File System
File System Origin
The File System Connector reads all files from a folder specified in the Directory field. The Username and Password fields are not used. Filter can be used to filter for certain file names/extensions. To search for all files with an extension of "txt, use the filter "*.txt". To search for all files with "Work" anywhere in the filename, use the filter "*Work*"
The Connector returns standard data in the first 12 fields returned:
- CreationTime
- FullDirectoryName
- DirectoryRelative
- DirectoryName
- Extension
- FullName
- IsReadOnly
- LastAccessTime
- LastWriteTime
- Length
- Name
- LastWriteTime
The Connector returns all information available for the File in json format in the ExtendedProperties field. Rather than add a column for each potential property, we went with a more dynamic method of using one column called “ExtenededProperties” and formatted the data as JSON.
It’s very easy to parse this and then pull out the data you need in Starfish.
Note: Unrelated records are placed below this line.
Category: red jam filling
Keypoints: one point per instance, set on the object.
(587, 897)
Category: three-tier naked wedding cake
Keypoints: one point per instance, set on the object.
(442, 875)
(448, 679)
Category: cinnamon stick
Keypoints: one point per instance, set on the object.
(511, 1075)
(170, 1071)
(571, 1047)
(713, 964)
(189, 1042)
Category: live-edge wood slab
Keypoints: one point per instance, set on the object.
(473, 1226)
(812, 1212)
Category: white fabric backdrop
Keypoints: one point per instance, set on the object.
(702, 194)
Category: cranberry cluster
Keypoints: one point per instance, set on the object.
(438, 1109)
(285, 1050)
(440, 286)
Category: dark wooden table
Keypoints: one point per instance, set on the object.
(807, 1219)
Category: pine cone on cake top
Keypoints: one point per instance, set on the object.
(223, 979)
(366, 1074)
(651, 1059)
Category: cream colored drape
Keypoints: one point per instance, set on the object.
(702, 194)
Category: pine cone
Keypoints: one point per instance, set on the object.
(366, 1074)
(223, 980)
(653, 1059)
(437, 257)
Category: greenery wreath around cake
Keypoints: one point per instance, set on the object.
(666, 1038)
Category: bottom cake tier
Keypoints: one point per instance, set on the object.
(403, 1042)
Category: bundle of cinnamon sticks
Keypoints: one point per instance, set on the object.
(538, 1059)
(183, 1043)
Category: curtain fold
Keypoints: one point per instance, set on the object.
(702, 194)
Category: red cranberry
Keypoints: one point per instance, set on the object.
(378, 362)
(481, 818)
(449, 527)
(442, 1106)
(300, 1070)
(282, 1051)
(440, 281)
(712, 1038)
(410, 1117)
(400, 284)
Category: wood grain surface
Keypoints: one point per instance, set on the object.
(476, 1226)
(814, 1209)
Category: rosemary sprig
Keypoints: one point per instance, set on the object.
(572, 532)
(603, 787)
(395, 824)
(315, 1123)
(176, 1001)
First, create a Before Each Row VBScript Operation which loads the chunk of JSON into the parser:
Sub VBScriptProcedure ParseJSON("@@ORG:ExtendedProperties@@") End Sub
Then on your field, pull out the value you want by name..
Function ScriptedField ScriptedField=GetJSON("Authors") End Function
Function ScriptedField ScriptedField=GetJSON("Title") End Function
etc..
If a value doesn’t exist for a particular file, it’ll just return “”.
Reading and manipulating a File
The connector itself can not read a file, but vbScript or C# code can be used to read and manipulate files.
Reading a file:
Function ScriptedField Dim text text = ExtractText("C:\test.txt") ScriptedField = text End Function
Moving a file:
Function ScriptedField MoveFile("C:\TestDir1\test.txt","C:\TestDir2\test.txt") End Function
You can also rename the file with this method.
Processing a huge amount of files
Processing a huge amount of files can cause performance issues. We started with a folder with 40,000 tiny .txt files in it and it ran the first 10,000 or so without problem and then slowed to a crawl. The solution for me was to process a file and then move the file to a new folder. In this way, I could easily process the files in increments of 5000.